| L’emploi de salariés par une association correspond à une méthode de gestion usuelle.
Une association peut donc recourir à une main d’œuvre salariée sans que cela ne remette en cause le caractère désintéressé de sa gestion.
Cependant, si le montant des salaires alloués ne correspond pas à un travail effectif ou est excessif eu égard à l’importance des services rendus, compte tenu des usages professionnels, le caractère désintéressé de la gestion ne peut pas être admis.
Les salariés peuvent être membres de l’organisme employeur à titre personnel.
Tel est notamment le cas lorsqu’une réglementation, externe à l’organisme, exige l’adhésion personnelle de certains salariés :
il en est ainsi des entraîneurs de clubs sportifs affiliés à une fédération nationale qui doivent être titulaires d’une licence au sein du club où ils exercent leur activité salariée.
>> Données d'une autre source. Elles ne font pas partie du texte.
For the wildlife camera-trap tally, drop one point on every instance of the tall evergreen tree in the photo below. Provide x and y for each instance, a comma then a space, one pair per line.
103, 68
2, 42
En revanche, les salariés ne doivent pas être dirigeant de droit ou de fait de l’association.
Enfin, il est admis que le conseil d’administration, ou l’organe collégial qui en tient lieu, comprenne des salariés, dès lors qu’ils ne représentent pas plus du quart des membres du conseil d’administration et qu’ils y figurent en qualité de représentants élus des salariés dans le cadre d’un accord concernant la représentation du personnel.
Ils ne sauraient, néanmoins, exercer, dans ce cadre, un rôle prépondérant au sein de ce conseil ou de cet organe dirigeant ; en particulier, ils ne doivent pas siéger au bureau (composé généralement du président, du trésorier et du secrétaire).
Enfin, la présence, à titre de simple observateur, d’un salarié au conseil d’administration est admise.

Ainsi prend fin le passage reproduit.